A corporation that is part of a corporate group may apply to the Commissioner of State Taxation for an exemption from grouping for up to 5 years (unless an extension is granted), if it holds land for the purpose of residential development.

If granted, the corporation will be assessed for land tax as a single entity instead of that land being assessed for land tax as part of the corporate group.

  • All land held by an eligible exempt corporation will still be taxable and aggregated together on a single Land Tax Assessment, but will not be aggregated with any other land held by any other member of the corporate group.
  • While the land held by an exempt corporation will be separately assessed, the corporation will remain part of the corporate group for all other purposes, including the formation of a corporate group.

An application may only be granted if the Commissioner of State Taxation is satisfied that:

  • the land is held for the purpose of developing a residential development comprising more than 10 residential allotments or lots
  • any additional conditions prescribed by the regulations are met.

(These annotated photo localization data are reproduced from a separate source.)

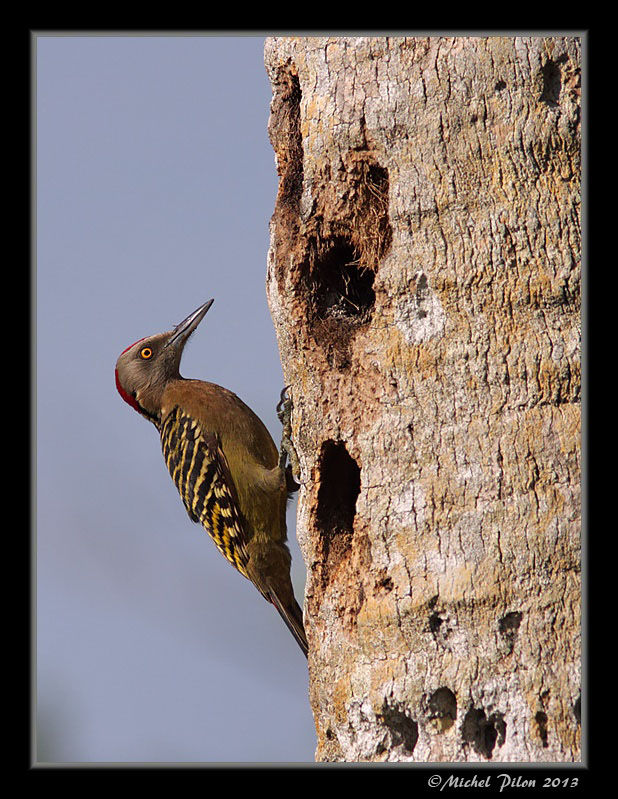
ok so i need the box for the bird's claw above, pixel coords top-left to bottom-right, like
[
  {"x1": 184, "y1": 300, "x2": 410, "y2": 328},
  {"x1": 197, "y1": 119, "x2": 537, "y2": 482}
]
[{"x1": 276, "y1": 385, "x2": 291, "y2": 424}]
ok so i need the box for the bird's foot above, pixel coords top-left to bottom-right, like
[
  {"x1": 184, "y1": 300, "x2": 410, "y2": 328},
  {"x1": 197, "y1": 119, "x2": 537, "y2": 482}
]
[{"x1": 277, "y1": 386, "x2": 301, "y2": 491}]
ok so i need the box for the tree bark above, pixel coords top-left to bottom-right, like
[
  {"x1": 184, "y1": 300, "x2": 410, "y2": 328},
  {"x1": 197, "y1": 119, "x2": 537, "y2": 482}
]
[{"x1": 265, "y1": 36, "x2": 581, "y2": 763}]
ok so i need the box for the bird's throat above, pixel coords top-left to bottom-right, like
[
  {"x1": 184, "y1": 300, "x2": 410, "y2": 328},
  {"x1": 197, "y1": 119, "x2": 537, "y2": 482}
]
[{"x1": 115, "y1": 369, "x2": 159, "y2": 424}]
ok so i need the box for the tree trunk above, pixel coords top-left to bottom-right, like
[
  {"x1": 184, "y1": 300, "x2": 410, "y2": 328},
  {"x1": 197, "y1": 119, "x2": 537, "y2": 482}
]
[{"x1": 265, "y1": 36, "x2": 581, "y2": 763}]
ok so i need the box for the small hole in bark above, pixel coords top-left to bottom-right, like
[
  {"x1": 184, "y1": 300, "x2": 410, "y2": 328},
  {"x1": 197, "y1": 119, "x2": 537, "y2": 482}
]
[
  {"x1": 379, "y1": 701, "x2": 419, "y2": 755},
  {"x1": 375, "y1": 574, "x2": 393, "y2": 593},
  {"x1": 573, "y1": 694, "x2": 581, "y2": 725},
  {"x1": 498, "y1": 610, "x2": 523, "y2": 655},
  {"x1": 429, "y1": 612, "x2": 443, "y2": 634},
  {"x1": 499, "y1": 610, "x2": 522, "y2": 635},
  {"x1": 428, "y1": 688, "x2": 458, "y2": 732},
  {"x1": 462, "y1": 707, "x2": 506, "y2": 760},
  {"x1": 495, "y1": 79, "x2": 507, "y2": 91},
  {"x1": 540, "y1": 57, "x2": 566, "y2": 106},
  {"x1": 415, "y1": 272, "x2": 429, "y2": 319},
  {"x1": 535, "y1": 711, "x2": 549, "y2": 748}
]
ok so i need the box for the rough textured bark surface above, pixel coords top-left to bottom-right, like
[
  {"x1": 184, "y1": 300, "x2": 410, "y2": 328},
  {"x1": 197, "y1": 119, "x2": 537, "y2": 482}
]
[{"x1": 265, "y1": 36, "x2": 581, "y2": 763}]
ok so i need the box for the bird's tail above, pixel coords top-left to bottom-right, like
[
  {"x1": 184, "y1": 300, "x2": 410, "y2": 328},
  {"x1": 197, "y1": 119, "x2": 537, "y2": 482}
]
[{"x1": 268, "y1": 590, "x2": 308, "y2": 658}]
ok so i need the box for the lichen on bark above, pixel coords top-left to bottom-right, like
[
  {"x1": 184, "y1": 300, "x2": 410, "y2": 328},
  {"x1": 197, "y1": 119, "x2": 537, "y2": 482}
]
[{"x1": 265, "y1": 36, "x2": 581, "y2": 763}]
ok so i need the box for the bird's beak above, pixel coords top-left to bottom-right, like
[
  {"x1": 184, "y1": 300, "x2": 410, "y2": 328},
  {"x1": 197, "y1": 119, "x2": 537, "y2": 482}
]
[{"x1": 165, "y1": 299, "x2": 214, "y2": 350}]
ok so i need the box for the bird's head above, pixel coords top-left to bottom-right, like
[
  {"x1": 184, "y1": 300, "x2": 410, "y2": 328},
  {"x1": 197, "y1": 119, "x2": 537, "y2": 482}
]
[{"x1": 115, "y1": 299, "x2": 214, "y2": 421}]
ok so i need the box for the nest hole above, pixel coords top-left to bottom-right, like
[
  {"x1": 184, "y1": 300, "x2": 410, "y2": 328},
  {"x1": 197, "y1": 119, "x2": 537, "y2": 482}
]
[
  {"x1": 317, "y1": 440, "x2": 360, "y2": 536},
  {"x1": 310, "y1": 237, "x2": 376, "y2": 324},
  {"x1": 316, "y1": 441, "x2": 360, "y2": 586}
]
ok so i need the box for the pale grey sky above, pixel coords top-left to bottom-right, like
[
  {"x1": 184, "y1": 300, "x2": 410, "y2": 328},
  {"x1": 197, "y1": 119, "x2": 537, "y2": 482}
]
[{"x1": 36, "y1": 34, "x2": 314, "y2": 763}]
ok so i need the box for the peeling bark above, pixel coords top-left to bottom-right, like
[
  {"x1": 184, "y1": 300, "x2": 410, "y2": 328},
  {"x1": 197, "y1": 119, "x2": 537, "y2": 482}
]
[{"x1": 265, "y1": 36, "x2": 581, "y2": 763}]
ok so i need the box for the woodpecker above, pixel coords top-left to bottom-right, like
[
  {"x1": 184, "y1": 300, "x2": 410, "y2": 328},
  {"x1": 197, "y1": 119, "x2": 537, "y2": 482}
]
[{"x1": 115, "y1": 299, "x2": 308, "y2": 657}]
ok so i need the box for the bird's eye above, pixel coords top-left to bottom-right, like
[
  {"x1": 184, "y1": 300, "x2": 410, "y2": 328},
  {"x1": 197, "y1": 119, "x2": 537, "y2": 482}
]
[{"x1": 140, "y1": 347, "x2": 153, "y2": 360}]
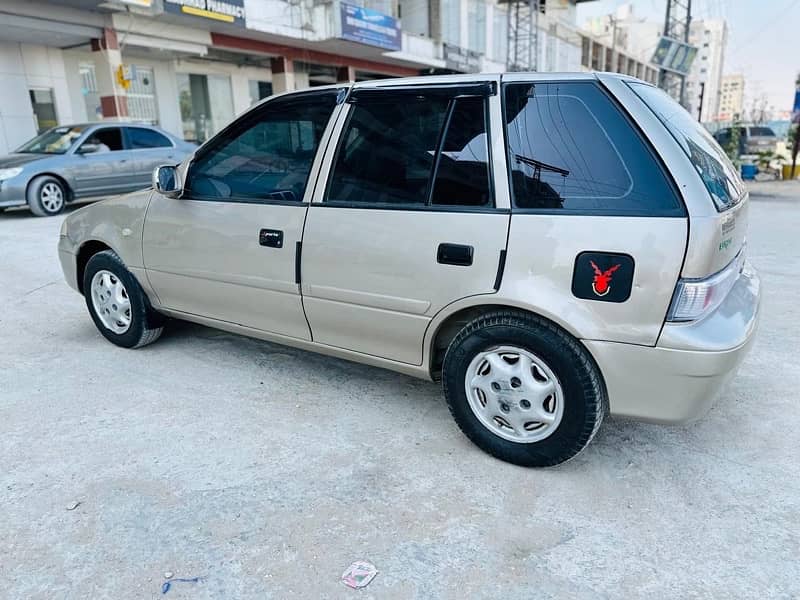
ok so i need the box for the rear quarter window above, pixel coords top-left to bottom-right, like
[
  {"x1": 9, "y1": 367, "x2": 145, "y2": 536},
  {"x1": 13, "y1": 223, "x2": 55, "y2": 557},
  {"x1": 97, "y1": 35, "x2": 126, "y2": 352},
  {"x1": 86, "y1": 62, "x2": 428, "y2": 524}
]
[{"x1": 503, "y1": 81, "x2": 684, "y2": 216}]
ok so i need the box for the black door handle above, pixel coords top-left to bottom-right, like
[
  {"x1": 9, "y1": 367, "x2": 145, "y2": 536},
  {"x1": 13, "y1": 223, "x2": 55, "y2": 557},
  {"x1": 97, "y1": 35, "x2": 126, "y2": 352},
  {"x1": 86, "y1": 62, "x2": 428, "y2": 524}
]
[
  {"x1": 437, "y1": 243, "x2": 473, "y2": 266},
  {"x1": 259, "y1": 229, "x2": 283, "y2": 248}
]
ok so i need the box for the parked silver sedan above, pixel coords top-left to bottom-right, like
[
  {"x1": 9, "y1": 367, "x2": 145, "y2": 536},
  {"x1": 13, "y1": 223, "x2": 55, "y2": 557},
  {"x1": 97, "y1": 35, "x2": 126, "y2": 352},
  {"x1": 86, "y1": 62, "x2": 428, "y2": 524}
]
[{"x1": 0, "y1": 123, "x2": 195, "y2": 216}]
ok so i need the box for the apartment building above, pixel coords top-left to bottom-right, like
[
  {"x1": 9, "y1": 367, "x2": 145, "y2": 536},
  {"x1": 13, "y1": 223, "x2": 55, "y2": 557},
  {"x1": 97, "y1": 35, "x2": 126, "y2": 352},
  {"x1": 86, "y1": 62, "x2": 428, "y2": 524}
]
[
  {"x1": 717, "y1": 74, "x2": 745, "y2": 122},
  {"x1": 683, "y1": 19, "x2": 727, "y2": 123}
]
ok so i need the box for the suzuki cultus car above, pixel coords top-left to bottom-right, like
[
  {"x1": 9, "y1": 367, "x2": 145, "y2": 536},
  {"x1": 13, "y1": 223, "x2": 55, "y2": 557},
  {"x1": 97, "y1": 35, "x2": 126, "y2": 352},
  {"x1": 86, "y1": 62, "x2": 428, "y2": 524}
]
[{"x1": 58, "y1": 73, "x2": 760, "y2": 467}]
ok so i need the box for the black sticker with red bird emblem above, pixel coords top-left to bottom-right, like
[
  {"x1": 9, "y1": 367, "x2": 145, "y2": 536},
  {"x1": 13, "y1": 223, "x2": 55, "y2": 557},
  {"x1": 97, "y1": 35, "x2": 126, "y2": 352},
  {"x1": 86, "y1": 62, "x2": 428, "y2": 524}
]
[{"x1": 572, "y1": 252, "x2": 635, "y2": 303}]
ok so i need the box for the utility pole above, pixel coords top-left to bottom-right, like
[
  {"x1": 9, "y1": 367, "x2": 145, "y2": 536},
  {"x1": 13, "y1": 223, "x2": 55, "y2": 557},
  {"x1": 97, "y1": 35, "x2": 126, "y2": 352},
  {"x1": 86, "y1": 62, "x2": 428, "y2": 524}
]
[
  {"x1": 697, "y1": 81, "x2": 705, "y2": 121},
  {"x1": 658, "y1": 0, "x2": 692, "y2": 106},
  {"x1": 503, "y1": 0, "x2": 540, "y2": 72}
]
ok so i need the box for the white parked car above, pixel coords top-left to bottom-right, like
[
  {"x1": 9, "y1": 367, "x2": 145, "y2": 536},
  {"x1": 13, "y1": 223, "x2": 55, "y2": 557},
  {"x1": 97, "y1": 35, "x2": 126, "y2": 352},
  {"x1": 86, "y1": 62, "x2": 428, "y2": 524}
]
[{"x1": 58, "y1": 73, "x2": 760, "y2": 467}]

The land may consist of one or more parcels of adjoining land, but must be held by a single corporation in the corporate group, not multiple corporations.

Important:

  • The exemption applies only if the related corporation owns the land for the entire development process, including the building of residences upon the individual allotments or lots.
  • The corporation that owns the land does not need to build the residences itself - third party builders may be engaged to build the residences.
  • The exemption does not apply if no residences are built upon the individual allotments or lots while the corporation owns the land - subdivision alone does not qualify as a residential development.

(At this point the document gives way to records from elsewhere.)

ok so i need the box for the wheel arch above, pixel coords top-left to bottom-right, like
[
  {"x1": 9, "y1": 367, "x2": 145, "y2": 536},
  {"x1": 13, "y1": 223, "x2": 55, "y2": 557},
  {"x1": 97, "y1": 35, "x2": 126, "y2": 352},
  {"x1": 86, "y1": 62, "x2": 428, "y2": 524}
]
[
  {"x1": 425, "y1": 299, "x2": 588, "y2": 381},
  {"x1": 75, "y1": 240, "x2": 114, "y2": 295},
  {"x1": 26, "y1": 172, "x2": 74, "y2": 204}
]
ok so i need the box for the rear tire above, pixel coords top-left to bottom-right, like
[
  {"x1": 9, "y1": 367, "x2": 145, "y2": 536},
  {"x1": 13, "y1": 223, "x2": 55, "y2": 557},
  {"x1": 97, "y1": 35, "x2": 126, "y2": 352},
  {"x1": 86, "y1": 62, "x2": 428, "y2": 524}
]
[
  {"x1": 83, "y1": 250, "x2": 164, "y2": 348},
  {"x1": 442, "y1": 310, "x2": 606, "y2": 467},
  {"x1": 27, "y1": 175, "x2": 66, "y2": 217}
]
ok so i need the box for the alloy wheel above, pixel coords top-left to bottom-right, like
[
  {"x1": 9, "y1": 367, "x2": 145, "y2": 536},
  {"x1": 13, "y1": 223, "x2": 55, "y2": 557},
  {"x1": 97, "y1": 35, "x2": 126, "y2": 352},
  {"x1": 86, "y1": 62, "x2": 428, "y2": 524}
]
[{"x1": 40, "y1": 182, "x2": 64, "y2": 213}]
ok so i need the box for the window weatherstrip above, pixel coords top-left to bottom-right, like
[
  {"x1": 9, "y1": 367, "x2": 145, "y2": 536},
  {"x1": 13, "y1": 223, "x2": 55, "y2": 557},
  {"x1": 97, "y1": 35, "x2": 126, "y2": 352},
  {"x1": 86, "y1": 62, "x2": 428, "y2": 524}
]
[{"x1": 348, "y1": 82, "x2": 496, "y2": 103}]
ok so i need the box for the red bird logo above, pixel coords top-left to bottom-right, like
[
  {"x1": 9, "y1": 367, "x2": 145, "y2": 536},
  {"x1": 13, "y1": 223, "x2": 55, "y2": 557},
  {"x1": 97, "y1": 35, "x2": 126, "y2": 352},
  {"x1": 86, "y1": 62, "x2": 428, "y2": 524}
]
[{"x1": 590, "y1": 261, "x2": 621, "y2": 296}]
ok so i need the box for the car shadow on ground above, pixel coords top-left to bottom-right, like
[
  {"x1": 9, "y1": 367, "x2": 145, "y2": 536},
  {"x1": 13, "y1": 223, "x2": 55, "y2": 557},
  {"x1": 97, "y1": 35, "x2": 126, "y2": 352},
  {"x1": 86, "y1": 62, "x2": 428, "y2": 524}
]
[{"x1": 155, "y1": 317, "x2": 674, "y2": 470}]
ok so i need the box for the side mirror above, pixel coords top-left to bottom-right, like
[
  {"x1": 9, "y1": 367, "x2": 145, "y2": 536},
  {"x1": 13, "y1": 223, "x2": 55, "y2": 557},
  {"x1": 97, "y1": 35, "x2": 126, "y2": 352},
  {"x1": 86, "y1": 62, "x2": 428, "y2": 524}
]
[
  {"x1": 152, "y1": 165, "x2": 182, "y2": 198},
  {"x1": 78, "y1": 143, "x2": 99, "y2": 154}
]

An exemption may be granted for an initial term of up to 5 years, based on the expected development timeline. The term is specified in the instrument of exemption issued by the Commissioner of State Taxation.

The exemption may be further extended if the Commissioner is satisfied that the residential development is progressing over a reasonable period, considering the circumstances.

An exemption will cease if the Commissioner of State Taxation determines that:

  • the development has been substantially completed, or
  • the development has not been substantially commenced within 2 years after the grant of the exemption (unless a longer period is approved by the Commissioner).

To apply to be exempted or apply for an extension to an existing exemption:

You will need to include:

  • the ownership number on the Land Tax Assessment for the Corporate Group
  • the name of the corporation applying for the exemption
  • evidence that the corporation holds land that is to be, or is being, developed into more than 10 residential allotments or lots
  • copy of subdivision of land documents highlighting the original land and the residential allotments or lots that will result from the development
  • confirmation of the development commencement date and expected date for completion.
  • supporting documentation, such as site plans, architectural drawings, plans or proposed plans of division, planning consents, development approvals, construction schedules, project proposals, or building contracts and alike which show that residences will be built on the lots or allotments.

A corporation may sell completed allotments or lots (where residences have been constructed) and retain the exemption, provided construction of other residences continues on the remaining land.